Forum Moderators: phranque
I have an ecommerce database I'm trying to build in Excel for our website. I have never made a database-driven website before. We currently have a website with nearly 800 different product pages that we built manually using FrontPage 2003. We need to change our site completely so that it is database-driven / dynamically builds the product pages. I'm using Excel 2007 to at least try to compile the database, since I've already been using a large Excel workbook to keep track of product pricing, shipping costs, etc. I don't know PHP or ASP just yet, and I'm not sure which one I'll end up using. So I'm starting with what I know how to do - I'm decently familiar with using Excel. And I know I need to build the database at the very least before I can have someone help me figure out how to use PHP or ASP and pull from the database. I want to have the database built in Excel, then exported to CSV and uploaded to a MySQL database online that the PHP or ASP Programming pulls from to build the product pages.
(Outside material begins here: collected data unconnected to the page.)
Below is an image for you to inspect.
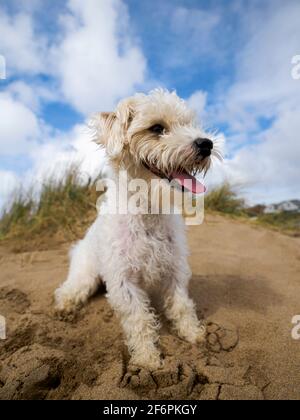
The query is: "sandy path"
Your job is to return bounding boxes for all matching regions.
[0,214,299,400]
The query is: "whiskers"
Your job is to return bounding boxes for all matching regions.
[211,133,224,163]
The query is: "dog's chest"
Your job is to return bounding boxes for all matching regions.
[122,216,175,283]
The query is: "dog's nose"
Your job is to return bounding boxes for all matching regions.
[193,138,213,157]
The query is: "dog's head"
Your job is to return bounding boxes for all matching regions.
[92,89,222,193]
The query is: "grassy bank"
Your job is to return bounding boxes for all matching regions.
[0,167,99,250]
[253,212,300,236]
[0,170,299,251]
[204,184,300,236]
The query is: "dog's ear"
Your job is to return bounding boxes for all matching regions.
[91,99,135,159]
[92,112,120,157]
[115,97,135,134]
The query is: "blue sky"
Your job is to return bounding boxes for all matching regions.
[0,0,300,206]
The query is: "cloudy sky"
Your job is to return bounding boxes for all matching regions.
[0,0,299,207]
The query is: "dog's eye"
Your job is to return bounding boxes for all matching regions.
[149,124,165,135]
As mentioned, I already have a website now (built using FrontPage 2003, but I've already ordered the upgrade for Expression Web 2 that I should receive very soon). For our current site, we have manually created every product page. I need to convert all those pre-made product pages to have their info. in this same database where I already have the items listed by rows with columns for each of the important things (Long Description with Bullets, Short Description, Title, Price, Shipping Charge, URL for large image, URL for small image, etc.).
I need a way to automate pulling data from our current site's HTML and putting it into an Excel or csv or txt file. There is a lot of info. in the HTML files I don't need (tables info., includes pages, etc.). I would especially need to pull the item title, item description, the bullets with their <ul><li></li></ul> tags (some products have 15-20 bullets of info.), the image URLs, and if possible, the metatag data I've already made.
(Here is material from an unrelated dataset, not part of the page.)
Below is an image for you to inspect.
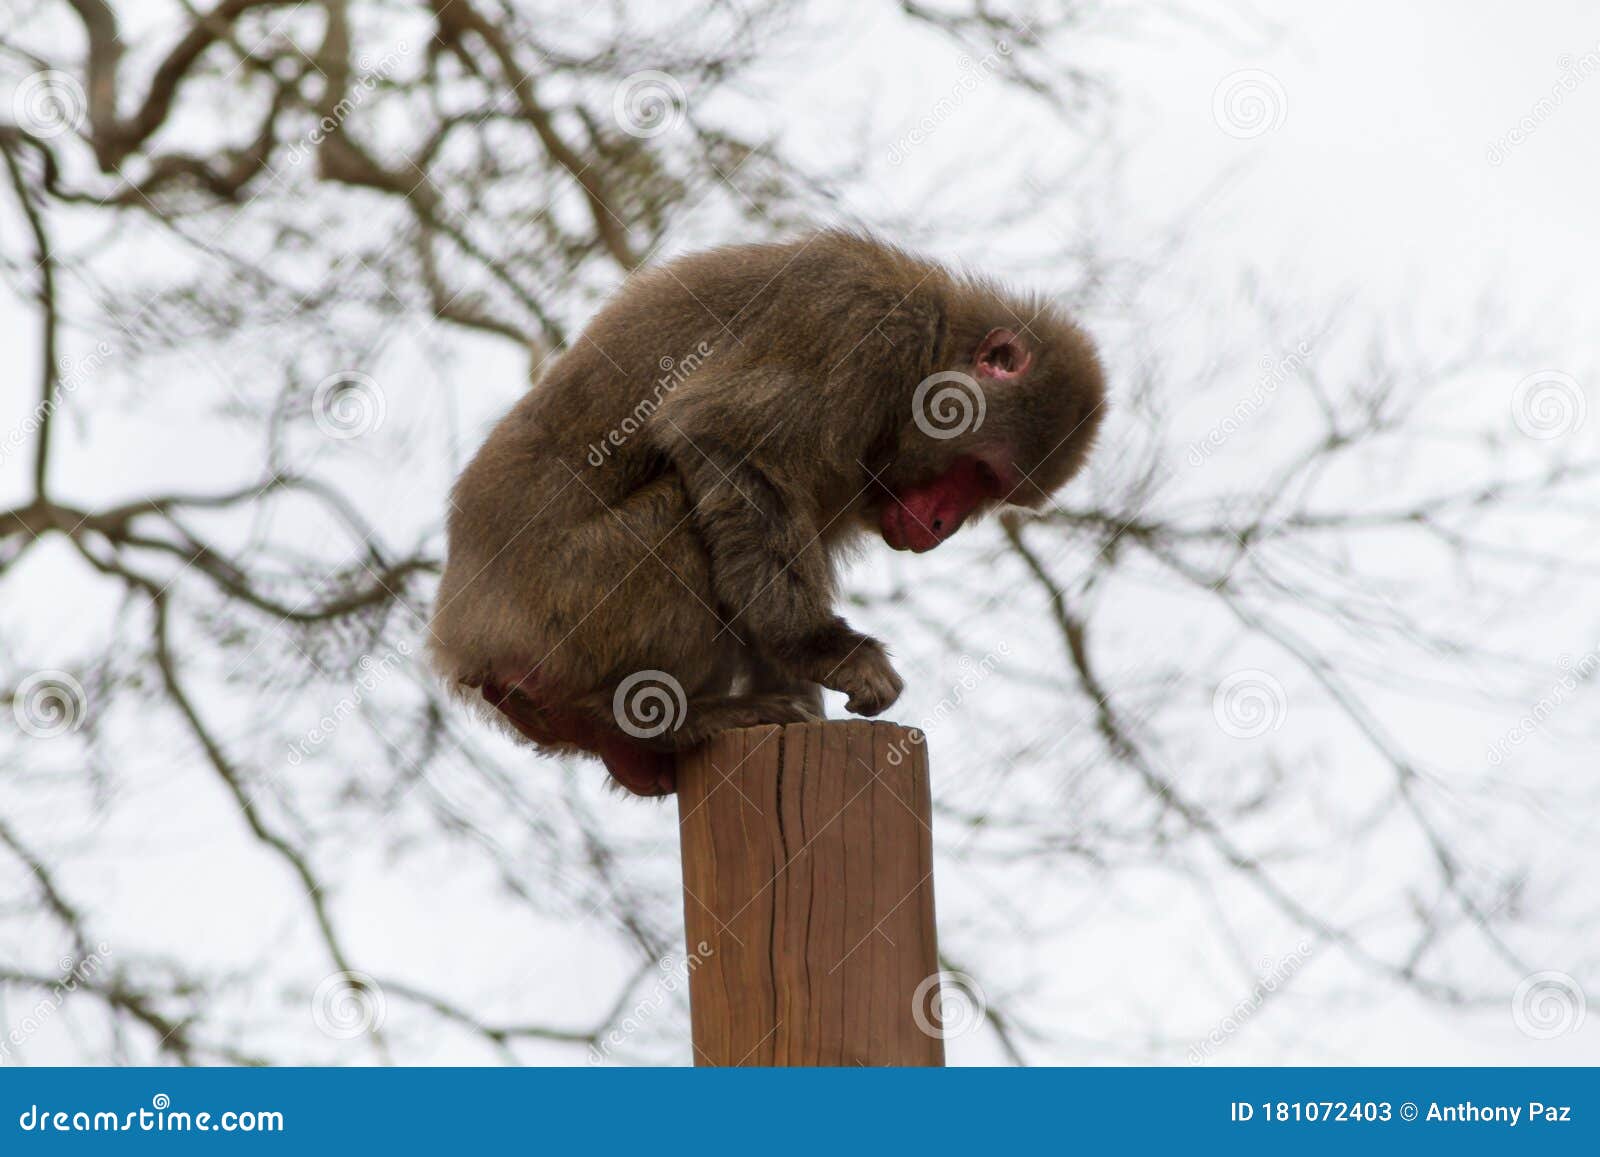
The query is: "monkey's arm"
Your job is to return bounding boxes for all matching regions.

The only way I know how to do this is to go into FrontPage or our site online for every single product page we already have made and copy / paste the product description into a cell in Excel and then copy / paste the html code for the product's bulleted list into the formula bar of Excel for the next cell of that row, and do the same for the images and the metatag data. Our current website has nearly 800 product pages right now. This will take forever to do it manually. Does anyone know of a way I can automate some or all of this giant task? (currently NOT using a DWT - every page was created manually). Any info. at all will be greatly appreciated. Thank you!
[edited by: phranque at 6:26 am (utc) on July 19, 2008]
[edit reason] No urls, please. See TOS [webmasterworld.com] [/edit]
Failing that, FrontPage and Expression Web aren't going to be any help on their own. This isn't so much a web design problem as a data manipulation problem. The source data is your web pages treated as text.
If the existing pages are similar to each other, the key to success is going be regular expressions that allow you to extract the data you want and leave behind what you don't.
The method that would give you complete control is to write a C++ program to do the extraction. The .NET Framework (library) provides good regular expressions capabilities. It would scan all your site folders for .htm files, use regular expressions to extract the bits you want from each file, and write the data to a tab-delimited text file which you would then import to Excel. The same could also be done in Visual Basic or C# (both using .NET), and even Perl or PHP (using their facilities, not .NET). You can get Express Editions of Microsoft C++, C#, and VB free online.
Before starting to write the program, you could experiment with a tool like GREP to test how successfully regex can be used to pull the desired data out of the files. Developing the correct regex will be the key, and the tricky part.
Edit:
A 2nd alternative that uses regex differently:
Make a copy of the website, and use a long series of FP or EW regular expressions search and replaces to remove from every file all the content that you don't need to keep. When you're finished, each file will only contain data destined for the database.
That still leaves the problem of getting the data into tab-delimited format, and then copying it from the multiple source files into one big text file.
If there is a Windows equivalent of the Linux SED program, that might do the reformatting, and a series of COPY commands (Windows or Linux) would concatenate the files into one big file.
Anyway, those are at least the types of solutions I think are called for here.
[edited by: SteveWh at 10:12 pm (utc) on July 19, 2008]
[edited by: eelixduppy at 11:35 pm (utc) on Oct. 26, 2008]
[edit reason] removed URL [/edit]